Holders of preferred stock will be entitled to receive, when, as and if declared by our board of directors, out of our assets legally available therefor, dividends or distributions in cash, property or other assets of Regency or in securities of Regency or from any other source as our board of directors determines, in its discretion, and at such dates and at such rates per share per year as described in the applicable prospectus supplement. The dividend rate may be fixed or variable, or both. Each declared dividend will be payable to holders of record as they appear at the close of business on our books on record dates determined by our board of directors.

Dividends on a class or series of preferred stock may be cumulative or non-cumulative. If dividends on a class or series of preferred stock are non-cumulative and if our board of directors fails to declare a dividend for a dividend period with respect to the class or series, then holders of the class or series will have no right to receive a dividend for that dividend period, and we will have no obligation to pay the dividend for that period, whether or not dividends are declared payable on any future dividend payment dates. If dividends on a class or series of preferred stock are cumulative, the dividends on the shares will accrue from and after the date set forth in the applicable prospectus supplement.

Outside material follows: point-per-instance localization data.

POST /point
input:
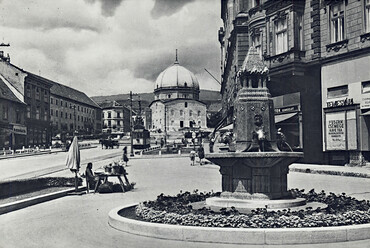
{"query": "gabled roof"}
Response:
(67, 92)
(6, 93)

No full dividends will be declared or paid or set apart for payment on any class or series of preferred stock ranking, as to dividends, on a parity with or junior to the class or series of preferred stock offered by the applicable prospectus supplement for any period unless full dividends for the immediately preceding dividend period on such preferred stock (including any accumulation of unpaid dividends for prior dividend periods, if dividends on such preferred stock are cumulative) have been or are contemporaneously declared and paid or are declared and a sum sufficient for the payment thereof is set apart for such payment. When dividends are not so paid in full (or a sum sufficient for such full payment is not so set apart) on such preferred stock and any of our parity stock ranking on a parity as to dividends with such preferred stock, dividends on such preferred stock and dividends on such parity stock will be declared pro rata so that the amount of dividends declared per share on such preferred stock and such parity stock will in all cases bear to each other the same ratio that accrued dividends for the then-current dividend period per share on such preferred stock (including any accumulation of unpaid dividends for prior dividend periods, if dividends on such preferred stock are cumulative) and accrued dividends, including required or permitted accumulations, if any, on shares of such parity stock, bear to each other. No interest, or sum of money in lieu of interest, will be payable with respect to any dividend payment(s) on preferred stock that may be in arrears.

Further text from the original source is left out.